Question

I have 2 large XML files which contains product details of a webshop. The first contains the product codes, names, and informations about the product avaibilities in stock, the second contains the product codes too, furthermore the names, the prices and other details of the products. I have to create a list of the products avaible in stock with all details, outputted to a (html) table.

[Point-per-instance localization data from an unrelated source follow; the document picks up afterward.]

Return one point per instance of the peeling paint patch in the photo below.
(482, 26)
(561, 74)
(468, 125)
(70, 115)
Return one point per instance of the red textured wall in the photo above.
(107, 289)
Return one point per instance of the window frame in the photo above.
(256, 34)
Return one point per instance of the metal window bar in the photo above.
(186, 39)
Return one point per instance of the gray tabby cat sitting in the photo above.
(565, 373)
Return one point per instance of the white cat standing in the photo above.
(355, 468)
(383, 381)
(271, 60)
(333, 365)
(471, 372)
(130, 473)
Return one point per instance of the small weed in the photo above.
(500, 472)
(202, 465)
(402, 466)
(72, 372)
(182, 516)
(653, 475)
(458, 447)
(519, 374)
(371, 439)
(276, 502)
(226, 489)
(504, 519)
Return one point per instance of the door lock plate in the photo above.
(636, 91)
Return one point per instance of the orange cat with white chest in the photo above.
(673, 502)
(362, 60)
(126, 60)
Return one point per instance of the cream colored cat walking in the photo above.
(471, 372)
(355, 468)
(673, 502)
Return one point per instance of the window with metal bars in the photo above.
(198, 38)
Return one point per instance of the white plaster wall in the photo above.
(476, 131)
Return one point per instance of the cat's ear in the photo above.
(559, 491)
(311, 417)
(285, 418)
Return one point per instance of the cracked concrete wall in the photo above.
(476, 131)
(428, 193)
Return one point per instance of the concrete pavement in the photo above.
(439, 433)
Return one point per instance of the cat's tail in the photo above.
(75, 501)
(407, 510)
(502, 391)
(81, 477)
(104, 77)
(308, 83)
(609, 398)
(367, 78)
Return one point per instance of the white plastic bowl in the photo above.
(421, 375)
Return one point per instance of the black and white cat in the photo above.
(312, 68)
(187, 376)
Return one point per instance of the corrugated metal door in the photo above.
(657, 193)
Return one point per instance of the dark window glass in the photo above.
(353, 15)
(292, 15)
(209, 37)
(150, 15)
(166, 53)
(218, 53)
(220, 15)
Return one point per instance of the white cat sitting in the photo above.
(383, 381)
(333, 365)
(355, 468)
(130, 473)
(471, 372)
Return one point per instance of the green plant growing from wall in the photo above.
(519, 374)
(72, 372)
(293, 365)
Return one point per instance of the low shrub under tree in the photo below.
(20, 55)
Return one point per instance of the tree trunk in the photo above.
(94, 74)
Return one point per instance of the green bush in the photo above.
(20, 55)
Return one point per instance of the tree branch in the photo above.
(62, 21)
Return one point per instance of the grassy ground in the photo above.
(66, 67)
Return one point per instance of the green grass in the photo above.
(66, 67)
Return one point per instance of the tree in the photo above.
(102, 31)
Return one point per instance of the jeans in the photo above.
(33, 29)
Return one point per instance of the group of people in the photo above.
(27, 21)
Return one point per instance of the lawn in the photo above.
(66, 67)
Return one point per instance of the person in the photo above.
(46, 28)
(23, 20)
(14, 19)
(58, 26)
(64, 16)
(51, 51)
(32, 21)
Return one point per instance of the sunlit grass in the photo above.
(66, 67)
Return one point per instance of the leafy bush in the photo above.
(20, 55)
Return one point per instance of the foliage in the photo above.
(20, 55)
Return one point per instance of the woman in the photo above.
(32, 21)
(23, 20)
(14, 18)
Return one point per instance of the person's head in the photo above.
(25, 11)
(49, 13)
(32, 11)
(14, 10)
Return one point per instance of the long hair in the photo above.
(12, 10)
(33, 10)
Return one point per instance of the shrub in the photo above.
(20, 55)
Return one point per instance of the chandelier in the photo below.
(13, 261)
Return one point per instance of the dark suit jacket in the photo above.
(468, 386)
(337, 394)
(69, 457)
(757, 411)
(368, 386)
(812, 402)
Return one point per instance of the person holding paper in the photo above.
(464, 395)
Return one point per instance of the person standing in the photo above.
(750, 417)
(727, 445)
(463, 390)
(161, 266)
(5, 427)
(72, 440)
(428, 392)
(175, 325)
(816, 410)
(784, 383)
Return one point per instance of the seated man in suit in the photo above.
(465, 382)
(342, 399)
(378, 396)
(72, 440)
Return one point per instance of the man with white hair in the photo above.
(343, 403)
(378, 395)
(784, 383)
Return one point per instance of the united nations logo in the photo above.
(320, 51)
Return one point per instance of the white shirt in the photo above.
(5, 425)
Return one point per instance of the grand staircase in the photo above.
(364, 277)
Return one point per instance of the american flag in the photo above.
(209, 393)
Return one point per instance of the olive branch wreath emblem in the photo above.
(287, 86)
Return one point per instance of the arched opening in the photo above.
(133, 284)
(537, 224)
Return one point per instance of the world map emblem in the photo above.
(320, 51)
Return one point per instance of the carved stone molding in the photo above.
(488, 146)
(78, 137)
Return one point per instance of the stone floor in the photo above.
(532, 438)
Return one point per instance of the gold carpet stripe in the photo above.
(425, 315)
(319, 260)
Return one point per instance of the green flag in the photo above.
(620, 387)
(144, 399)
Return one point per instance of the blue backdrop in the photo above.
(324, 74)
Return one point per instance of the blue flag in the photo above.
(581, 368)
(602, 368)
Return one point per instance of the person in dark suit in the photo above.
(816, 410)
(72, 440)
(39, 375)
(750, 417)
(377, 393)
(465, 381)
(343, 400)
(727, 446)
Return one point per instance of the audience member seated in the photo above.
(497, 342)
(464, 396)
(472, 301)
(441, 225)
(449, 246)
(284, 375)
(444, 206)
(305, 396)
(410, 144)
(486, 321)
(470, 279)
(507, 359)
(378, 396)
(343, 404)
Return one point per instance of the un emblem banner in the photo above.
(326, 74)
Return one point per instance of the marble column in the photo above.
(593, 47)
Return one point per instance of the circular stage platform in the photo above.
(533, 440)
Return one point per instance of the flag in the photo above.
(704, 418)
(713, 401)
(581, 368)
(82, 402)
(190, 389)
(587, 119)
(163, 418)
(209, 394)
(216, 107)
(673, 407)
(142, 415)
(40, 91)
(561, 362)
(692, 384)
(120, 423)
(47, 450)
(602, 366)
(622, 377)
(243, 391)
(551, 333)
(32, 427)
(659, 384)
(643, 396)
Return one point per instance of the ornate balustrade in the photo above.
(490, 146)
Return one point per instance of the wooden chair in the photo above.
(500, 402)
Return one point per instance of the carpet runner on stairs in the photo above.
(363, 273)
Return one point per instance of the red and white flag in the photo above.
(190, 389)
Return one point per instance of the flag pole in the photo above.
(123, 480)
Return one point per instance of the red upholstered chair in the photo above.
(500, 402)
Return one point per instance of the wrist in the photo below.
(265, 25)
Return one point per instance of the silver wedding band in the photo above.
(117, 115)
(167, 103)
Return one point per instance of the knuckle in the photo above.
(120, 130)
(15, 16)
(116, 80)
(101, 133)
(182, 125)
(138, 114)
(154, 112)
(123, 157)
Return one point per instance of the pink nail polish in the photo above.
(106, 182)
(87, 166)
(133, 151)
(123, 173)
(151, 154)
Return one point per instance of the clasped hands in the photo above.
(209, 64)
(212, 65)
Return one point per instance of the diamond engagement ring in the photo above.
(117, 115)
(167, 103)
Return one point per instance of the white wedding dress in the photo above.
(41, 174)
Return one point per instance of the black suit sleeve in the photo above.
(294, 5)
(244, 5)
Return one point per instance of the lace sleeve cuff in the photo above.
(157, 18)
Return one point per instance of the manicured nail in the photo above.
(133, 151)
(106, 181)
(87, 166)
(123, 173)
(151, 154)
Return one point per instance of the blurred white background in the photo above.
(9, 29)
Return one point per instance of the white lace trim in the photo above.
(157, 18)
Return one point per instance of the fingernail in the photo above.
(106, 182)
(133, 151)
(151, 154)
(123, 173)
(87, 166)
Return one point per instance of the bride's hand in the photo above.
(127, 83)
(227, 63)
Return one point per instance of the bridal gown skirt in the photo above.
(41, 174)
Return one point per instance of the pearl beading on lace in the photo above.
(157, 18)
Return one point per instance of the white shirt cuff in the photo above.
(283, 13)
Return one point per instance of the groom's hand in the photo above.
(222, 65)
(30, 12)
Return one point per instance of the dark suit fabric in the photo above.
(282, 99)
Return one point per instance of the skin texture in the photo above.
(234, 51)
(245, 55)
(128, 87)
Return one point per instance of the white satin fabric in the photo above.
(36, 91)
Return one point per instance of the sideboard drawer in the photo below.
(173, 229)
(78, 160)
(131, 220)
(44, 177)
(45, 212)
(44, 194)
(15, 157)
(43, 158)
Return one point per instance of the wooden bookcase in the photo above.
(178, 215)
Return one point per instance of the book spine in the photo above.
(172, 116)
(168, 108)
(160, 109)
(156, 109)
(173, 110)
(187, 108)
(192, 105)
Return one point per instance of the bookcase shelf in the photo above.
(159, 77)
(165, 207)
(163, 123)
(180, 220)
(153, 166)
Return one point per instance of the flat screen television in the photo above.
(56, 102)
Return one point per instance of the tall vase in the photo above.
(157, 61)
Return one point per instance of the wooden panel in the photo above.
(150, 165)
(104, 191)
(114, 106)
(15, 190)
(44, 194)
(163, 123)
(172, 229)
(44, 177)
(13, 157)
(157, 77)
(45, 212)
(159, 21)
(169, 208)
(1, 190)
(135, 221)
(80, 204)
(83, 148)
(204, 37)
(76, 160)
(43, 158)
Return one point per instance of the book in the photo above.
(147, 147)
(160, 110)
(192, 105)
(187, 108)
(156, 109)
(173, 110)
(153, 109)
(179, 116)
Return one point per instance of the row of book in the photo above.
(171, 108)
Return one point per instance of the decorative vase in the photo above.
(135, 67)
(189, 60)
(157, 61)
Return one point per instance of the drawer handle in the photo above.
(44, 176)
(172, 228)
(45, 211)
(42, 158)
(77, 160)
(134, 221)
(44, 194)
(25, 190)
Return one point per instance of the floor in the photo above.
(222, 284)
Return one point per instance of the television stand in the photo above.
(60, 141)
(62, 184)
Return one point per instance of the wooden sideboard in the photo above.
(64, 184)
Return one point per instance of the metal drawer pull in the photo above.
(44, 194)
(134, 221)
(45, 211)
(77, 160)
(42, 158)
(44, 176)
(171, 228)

My problem is the following: in the XML files are about 13000 products. With the first step (outputting the codes of the avaible products) i haven't problems, but when i try output the data from the second xml too, it doesn't works, the browser always shows "no data received". It's logical, there are about 2000-3000 products avaible in stock, what means, that the second XML file should be readed through 2000-3000 times.

How can i solve this problem? I can edit only the second XML file, the first is loaded from an external source, where i doesn't have access. Should I import the second XML file to an SQL table, or that isn't a good idea neither? Then what should i do?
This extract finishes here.